His career at Boys High School in Bedford-Stuyvesant was capped by his being named a first-team high school all-American by Parade magazine in 1960.
“My model was Elgin Baylor,” he told The Times in 1992, recalling the forward known for his superb body control when playing with the Minneapolis and Los Angeles Lakers. “My friends and I used to sneak into the old Madison Square Garden to see him play. Before Baylor, basketball was a more stand-up-and-shoot game.”
Hawkins averaged more than 24 points a game, sixth best in the N.B.A., in his first season with the Suns, and he was named to the all-N.B.A. first team.
He put up impressive numbers for several more years, but when his skills began to erode he was traded to the Lakers early in the 1973-74 season.

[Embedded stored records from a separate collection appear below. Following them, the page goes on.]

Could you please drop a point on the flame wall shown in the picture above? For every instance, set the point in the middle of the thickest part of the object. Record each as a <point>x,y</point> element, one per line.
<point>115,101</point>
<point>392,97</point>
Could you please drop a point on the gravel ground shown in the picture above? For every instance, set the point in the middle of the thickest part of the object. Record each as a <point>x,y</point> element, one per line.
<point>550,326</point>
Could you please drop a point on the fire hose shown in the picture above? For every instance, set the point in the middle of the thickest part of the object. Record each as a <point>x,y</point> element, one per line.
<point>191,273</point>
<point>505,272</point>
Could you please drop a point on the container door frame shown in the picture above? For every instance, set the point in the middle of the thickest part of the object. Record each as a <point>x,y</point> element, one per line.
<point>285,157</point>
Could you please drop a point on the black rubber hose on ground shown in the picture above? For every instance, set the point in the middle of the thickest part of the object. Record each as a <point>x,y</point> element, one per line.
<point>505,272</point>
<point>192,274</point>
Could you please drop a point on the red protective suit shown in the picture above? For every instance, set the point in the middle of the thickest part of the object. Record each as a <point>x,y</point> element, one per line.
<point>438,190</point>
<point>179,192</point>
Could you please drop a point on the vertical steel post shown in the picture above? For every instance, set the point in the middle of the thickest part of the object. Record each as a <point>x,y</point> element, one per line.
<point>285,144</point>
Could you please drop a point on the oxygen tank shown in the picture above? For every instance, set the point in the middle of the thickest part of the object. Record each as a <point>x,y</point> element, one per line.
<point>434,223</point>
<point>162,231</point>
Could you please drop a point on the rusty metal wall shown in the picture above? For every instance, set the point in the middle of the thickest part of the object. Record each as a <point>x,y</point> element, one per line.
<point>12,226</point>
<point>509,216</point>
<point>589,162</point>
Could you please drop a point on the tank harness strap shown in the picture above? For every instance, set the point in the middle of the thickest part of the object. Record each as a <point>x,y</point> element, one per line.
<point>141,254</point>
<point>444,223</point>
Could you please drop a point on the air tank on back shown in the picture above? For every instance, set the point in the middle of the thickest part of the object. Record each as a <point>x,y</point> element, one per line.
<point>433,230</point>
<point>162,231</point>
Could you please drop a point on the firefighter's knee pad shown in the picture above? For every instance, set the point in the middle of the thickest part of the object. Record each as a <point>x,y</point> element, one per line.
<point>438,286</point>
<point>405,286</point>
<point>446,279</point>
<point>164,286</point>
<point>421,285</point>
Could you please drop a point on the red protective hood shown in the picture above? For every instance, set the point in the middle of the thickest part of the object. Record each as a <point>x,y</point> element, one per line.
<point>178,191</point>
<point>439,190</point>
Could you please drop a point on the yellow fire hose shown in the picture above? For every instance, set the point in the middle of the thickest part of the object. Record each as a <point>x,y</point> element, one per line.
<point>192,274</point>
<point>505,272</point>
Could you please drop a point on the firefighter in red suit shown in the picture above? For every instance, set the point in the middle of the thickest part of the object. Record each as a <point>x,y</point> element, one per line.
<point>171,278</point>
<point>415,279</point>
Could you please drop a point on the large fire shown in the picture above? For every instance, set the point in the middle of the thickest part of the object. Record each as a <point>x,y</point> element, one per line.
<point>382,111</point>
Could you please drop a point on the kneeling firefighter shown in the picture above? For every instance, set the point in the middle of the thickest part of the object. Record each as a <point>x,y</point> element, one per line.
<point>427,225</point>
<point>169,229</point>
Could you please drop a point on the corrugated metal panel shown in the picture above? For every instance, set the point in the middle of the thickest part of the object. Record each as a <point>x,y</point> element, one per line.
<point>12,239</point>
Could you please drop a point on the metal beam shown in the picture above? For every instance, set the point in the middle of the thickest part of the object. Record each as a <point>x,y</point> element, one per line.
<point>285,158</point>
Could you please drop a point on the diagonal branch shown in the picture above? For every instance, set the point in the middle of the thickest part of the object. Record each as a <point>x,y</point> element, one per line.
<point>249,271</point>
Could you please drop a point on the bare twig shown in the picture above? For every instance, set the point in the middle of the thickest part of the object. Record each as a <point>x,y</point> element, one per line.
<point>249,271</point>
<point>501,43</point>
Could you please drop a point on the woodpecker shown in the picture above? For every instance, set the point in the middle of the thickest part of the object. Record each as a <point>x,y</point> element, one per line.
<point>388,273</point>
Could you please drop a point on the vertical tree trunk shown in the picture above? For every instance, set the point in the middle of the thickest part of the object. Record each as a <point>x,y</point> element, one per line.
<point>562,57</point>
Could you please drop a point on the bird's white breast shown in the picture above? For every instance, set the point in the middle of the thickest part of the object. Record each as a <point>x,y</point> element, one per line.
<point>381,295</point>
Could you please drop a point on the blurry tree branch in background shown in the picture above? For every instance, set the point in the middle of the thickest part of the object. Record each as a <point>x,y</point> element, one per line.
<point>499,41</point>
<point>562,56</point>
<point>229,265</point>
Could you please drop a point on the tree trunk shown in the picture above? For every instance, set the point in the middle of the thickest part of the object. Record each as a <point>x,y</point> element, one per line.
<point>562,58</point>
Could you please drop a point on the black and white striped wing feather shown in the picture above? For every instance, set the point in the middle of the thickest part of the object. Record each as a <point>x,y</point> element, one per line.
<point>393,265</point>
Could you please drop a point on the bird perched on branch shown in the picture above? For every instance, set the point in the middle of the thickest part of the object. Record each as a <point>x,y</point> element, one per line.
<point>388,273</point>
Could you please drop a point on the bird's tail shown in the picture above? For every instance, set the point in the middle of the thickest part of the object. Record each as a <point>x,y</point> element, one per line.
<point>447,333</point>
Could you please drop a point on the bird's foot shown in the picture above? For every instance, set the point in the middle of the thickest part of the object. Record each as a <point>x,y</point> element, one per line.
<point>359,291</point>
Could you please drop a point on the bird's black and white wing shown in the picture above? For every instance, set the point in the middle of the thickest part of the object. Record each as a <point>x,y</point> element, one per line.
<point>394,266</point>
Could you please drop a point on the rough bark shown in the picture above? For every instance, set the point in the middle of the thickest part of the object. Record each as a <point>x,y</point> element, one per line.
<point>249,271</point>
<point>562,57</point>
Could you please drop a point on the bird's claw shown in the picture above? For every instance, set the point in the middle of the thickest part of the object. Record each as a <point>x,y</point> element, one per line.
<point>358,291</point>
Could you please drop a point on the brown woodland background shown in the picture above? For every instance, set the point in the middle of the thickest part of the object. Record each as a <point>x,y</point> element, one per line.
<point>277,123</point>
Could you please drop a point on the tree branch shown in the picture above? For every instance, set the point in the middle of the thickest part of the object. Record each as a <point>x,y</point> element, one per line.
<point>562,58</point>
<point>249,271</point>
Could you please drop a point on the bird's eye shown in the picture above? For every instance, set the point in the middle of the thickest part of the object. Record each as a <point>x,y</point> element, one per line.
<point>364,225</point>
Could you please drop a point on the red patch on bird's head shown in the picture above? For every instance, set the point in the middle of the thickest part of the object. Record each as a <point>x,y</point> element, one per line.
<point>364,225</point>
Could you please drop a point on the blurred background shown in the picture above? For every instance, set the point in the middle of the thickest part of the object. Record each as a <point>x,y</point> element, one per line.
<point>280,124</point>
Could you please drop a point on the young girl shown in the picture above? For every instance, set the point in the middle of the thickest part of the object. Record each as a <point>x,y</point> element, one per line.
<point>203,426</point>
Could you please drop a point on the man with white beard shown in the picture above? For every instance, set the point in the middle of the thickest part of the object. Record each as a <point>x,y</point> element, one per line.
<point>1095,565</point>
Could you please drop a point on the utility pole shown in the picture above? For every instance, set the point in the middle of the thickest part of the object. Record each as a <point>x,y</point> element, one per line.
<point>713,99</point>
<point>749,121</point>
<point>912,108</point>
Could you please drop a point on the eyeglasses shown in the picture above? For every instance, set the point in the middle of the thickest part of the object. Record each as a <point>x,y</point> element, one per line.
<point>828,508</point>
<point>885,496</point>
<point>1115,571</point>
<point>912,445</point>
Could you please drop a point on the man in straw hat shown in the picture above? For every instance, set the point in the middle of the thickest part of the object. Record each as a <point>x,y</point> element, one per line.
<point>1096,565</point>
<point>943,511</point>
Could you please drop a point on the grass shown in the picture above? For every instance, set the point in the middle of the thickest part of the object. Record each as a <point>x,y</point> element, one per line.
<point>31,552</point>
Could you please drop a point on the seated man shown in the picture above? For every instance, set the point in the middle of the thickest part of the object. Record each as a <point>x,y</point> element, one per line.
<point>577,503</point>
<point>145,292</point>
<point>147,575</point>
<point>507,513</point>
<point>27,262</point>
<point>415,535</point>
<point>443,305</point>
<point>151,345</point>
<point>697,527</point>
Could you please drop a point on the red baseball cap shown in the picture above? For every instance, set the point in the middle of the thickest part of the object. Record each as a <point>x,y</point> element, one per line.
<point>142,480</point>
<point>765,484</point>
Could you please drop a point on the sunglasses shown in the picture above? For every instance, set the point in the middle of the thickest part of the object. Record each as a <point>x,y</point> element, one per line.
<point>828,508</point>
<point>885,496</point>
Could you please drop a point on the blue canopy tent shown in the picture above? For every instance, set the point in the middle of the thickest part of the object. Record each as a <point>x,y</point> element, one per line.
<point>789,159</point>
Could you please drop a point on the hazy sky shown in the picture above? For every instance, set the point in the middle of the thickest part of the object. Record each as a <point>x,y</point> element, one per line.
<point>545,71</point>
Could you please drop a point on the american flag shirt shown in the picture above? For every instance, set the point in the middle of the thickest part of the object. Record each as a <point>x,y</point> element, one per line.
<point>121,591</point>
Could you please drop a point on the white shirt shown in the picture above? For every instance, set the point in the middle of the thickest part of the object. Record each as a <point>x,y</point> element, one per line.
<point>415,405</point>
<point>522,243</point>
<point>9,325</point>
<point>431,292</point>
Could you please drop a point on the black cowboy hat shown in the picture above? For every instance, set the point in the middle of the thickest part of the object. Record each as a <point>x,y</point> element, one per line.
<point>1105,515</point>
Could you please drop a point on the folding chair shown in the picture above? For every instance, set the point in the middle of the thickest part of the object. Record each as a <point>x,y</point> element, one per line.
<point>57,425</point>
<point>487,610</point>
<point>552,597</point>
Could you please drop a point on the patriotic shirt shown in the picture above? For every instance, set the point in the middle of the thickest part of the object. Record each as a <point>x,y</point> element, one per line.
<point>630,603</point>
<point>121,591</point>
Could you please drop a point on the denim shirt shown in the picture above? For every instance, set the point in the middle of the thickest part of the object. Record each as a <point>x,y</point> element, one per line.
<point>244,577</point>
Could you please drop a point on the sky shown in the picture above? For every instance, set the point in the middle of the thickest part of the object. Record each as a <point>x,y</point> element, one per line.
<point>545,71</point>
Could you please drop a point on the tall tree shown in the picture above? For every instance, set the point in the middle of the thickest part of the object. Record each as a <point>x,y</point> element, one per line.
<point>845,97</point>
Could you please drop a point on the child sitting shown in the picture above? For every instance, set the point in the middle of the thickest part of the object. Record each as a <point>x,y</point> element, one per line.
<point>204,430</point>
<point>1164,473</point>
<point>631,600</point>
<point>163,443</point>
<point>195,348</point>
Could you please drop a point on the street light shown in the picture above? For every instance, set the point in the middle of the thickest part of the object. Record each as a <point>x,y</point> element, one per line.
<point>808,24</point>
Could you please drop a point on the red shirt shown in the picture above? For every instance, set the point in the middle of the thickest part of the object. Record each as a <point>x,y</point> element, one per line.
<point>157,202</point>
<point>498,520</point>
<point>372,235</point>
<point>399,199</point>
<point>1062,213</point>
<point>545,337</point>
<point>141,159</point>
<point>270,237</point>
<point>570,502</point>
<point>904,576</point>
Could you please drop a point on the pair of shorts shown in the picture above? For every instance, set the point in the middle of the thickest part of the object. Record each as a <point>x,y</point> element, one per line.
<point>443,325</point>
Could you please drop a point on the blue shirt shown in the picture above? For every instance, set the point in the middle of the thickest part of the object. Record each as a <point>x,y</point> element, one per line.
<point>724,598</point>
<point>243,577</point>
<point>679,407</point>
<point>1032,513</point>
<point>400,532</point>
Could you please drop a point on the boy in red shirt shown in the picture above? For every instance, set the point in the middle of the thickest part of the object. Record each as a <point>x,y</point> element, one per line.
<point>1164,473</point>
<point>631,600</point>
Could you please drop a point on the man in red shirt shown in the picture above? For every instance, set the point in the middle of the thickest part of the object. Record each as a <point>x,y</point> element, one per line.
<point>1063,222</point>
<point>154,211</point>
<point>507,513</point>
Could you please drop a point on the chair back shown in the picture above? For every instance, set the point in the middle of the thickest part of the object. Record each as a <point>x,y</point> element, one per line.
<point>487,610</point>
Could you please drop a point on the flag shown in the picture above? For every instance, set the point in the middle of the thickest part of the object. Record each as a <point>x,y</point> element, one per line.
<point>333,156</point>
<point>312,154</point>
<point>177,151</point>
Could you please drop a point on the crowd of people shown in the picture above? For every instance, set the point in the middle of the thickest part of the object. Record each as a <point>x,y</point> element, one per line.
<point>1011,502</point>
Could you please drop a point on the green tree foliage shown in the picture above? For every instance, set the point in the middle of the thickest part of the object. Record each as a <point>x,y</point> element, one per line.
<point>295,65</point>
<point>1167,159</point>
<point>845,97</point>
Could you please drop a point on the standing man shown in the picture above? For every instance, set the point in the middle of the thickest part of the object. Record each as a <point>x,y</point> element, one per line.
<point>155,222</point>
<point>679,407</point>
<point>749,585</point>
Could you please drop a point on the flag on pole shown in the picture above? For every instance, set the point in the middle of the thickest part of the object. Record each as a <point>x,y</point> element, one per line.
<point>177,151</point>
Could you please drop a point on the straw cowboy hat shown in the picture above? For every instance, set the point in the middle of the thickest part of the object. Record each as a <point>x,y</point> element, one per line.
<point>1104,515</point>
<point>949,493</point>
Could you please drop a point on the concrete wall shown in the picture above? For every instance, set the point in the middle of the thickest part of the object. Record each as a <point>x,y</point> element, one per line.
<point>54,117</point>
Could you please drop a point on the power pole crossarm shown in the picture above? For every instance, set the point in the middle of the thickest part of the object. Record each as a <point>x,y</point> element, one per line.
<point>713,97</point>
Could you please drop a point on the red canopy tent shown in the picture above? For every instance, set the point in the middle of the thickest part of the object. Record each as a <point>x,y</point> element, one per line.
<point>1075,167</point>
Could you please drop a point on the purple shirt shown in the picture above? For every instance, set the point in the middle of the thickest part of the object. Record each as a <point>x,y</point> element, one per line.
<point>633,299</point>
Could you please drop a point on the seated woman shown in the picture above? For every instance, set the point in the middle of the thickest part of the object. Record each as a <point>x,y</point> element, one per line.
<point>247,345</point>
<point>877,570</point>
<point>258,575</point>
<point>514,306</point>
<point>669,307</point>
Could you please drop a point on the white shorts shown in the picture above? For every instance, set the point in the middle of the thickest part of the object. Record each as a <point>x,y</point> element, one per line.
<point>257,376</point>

The Lakers dealt him to the Atlanta Hawks before the 1975-76 season, and after one season with them he retired, having averaged 16.5 points a game in his N.B.A. career.
Hawkins later worked in recreational programs for youth in Pittsburgh and was hired by the Suns as a community ambassador in 1992.
A list of survivors was not immediately available.
When Hawkins was inducted into the Hall of Fame, he was asked about being denied an N.B.A. career for so long. He displayed no rancor.
“My attitude was that had I not played in the A.B.A., I wouldn’t have a job,” The Boston Globe quoted him as saying. “Had I not played with the Globetrotters, I would not have learned the experience and traveled around the world. Those things helped me out and gave me a different style of play once I got into the N.B.A.”
Asked whether induction gave him a sense of vindication, he responded: “My vindication was that I got into the N.B.A. and was able to play basketball. This was icing on the cake.”
Correction: October 7, 2017
Because of an editing error, an earlier version of this obituary misstated the amount of a settlement between Hawkins and the N.B.A. It was nearly $1.3 million, not $6 million.